Data lakes are one of the fastest-growing trends in managing big data for any organization. Data lakes offer massively scalable data processing over vast amounts of data. Additionally, as businesses have evolved, there have been many more demands of features from data lakes such as the ability to use change-data-capture (CDC) at low latencies to serve business needs, perform data deletions to meet compliance requirements while continuing to ingest new data, and reduce costs of storing and accessing data (and metadata) while at the same time scaling the data infrastructure for business continuity.Apache Hudi is a data platform technology that provides several functionalities needed to build and manage your own data lake. To provide users with more flexibility, we recently introduced a set of low-level APIs that help to directly program against our table format. In this session, we will describe the Apache Hudi table format that is designed to improve canonical table layouts that are popularly used to build modern data lakes. We will discuss the data and metadata layout of Hudi tables that realize primitives such as upserts, deletes and incremental pulls. We will go over ways to access Hudi timeline (a sequential audit log of actions performed on the table) to assist in monitoring and managing the pipelines and tables. We will dive into Hudi’s concurrency models and how Apache Hudi’s table format also supports lock-free concurrent writing from multiple applications.As datalake ecosystem evolves, table services are becoming an integral part of an efficient data lake architecture. This involves services such as cleaning and compaction for efficient storage management of data and metadata, data clustering for intelligent and dynamic re-clustering of data for better storage management and faster query times. We will talk about how compaction policy/scheduling and dynamic data clustering can be used with out-of-the-box solutions or can be plugged in based on one’s needs to get the best out of their Hudi tables. Similarly, locking services for multi-writer support can be plugged in if some users have their own lock service for all data infrastructure in their organization. To conclude, we will discuss our ongoing efforts to add column indexes to the table format to assist in trimming down the read latency with commonly predicated columns.
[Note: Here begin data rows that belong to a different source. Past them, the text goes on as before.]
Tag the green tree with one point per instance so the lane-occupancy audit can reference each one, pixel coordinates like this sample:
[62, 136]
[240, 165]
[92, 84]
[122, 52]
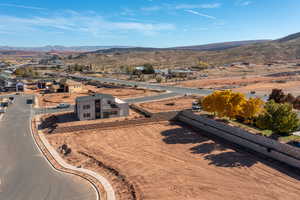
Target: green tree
[148, 69]
[251, 108]
[279, 118]
[159, 79]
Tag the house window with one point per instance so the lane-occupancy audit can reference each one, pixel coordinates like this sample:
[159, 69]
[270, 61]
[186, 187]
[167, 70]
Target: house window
[86, 115]
[86, 107]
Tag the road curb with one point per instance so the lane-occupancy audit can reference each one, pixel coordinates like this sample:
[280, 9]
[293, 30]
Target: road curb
[101, 185]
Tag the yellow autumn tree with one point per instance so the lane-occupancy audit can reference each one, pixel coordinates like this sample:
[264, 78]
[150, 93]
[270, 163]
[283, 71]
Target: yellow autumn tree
[251, 109]
[224, 103]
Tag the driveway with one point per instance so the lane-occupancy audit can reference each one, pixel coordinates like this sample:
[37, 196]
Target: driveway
[24, 172]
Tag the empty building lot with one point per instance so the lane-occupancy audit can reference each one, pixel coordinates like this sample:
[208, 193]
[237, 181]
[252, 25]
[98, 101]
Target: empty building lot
[171, 162]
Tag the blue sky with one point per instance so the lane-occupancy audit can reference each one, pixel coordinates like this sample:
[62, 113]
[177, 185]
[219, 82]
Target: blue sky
[152, 23]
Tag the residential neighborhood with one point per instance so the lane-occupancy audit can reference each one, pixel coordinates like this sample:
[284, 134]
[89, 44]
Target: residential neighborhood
[149, 100]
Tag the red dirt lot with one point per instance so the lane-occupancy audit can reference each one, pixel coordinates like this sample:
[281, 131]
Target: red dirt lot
[170, 162]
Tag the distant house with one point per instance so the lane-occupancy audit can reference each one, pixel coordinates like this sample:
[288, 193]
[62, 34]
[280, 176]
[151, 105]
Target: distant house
[71, 86]
[20, 87]
[43, 84]
[181, 73]
[8, 84]
[100, 106]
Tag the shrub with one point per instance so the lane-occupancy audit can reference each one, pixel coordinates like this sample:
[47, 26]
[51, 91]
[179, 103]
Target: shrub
[159, 79]
[277, 95]
[224, 103]
[280, 118]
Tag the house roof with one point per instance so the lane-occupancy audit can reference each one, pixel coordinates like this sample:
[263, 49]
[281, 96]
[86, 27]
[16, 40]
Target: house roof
[70, 82]
[94, 96]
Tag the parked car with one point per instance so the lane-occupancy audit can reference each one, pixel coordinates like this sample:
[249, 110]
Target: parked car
[63, 105]
[295, 143]
[29, 101]
[196, 106]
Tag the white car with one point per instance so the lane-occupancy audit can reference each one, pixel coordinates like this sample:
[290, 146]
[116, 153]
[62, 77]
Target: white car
[63, 105]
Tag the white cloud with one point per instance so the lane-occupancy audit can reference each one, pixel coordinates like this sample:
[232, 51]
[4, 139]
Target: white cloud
[194, 6]
[180, 7]
[200, 14]
[20, 6]
[78, 23]
[152, 8]
[243, 3]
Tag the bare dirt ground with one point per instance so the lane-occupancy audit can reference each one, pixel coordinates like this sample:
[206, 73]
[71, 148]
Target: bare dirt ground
[292, 87]
[170, 162]
[173, 104]
[233, 81]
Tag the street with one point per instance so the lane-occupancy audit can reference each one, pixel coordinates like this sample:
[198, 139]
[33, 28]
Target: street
[174, 89]
[24, 172]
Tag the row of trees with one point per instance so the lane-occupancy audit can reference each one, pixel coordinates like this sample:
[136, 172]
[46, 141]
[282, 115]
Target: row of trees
[232, 105]
[280, 118]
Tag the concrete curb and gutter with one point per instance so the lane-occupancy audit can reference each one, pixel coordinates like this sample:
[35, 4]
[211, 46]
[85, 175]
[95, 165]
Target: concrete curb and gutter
[107, 194]
[271, 148]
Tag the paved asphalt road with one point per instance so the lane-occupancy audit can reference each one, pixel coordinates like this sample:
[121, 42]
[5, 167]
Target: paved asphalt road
[133, 100]
[24, 172]
[174, 89]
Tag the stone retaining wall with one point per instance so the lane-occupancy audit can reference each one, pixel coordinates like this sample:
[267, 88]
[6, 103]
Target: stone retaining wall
[282, 152]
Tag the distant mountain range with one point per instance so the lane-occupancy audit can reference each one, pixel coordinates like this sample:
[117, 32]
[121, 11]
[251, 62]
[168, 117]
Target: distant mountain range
[106, 49]
[59, 48]
[254, 51]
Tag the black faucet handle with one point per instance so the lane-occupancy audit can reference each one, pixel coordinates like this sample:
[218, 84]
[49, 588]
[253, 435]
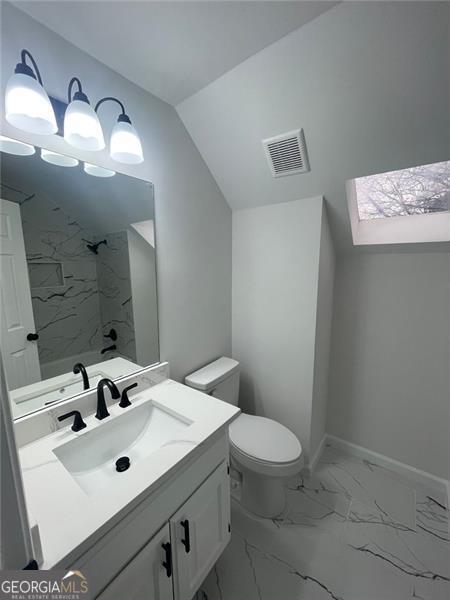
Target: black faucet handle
[125, 401]
[78, 422]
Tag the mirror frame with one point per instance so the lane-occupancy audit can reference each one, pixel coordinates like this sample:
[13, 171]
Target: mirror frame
[122, 377]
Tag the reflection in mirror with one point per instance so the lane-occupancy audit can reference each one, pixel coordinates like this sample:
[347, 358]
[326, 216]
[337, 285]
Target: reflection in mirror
[77, 276]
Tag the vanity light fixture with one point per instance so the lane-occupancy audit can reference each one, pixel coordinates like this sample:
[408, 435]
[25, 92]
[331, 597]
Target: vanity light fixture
[27, 105]
[125, 145]
[82, 128]
[61, 160]
[11, 146]
[97, 171]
Sivabalan Narayanan, Lead for Network Infrastructure at Uber, has an extensive background in large-scale distributed systems. He worked at LinkedIn as a data infrastructure engineer with a focus on blob storage and is now an Apache Hudi PMC member.
Nishith leads the Data Infra team at Uber, where he manages the storage and compute platforms. He is a PMC of Apache Hudi and has 10+ years of experience in distributed systems and databases.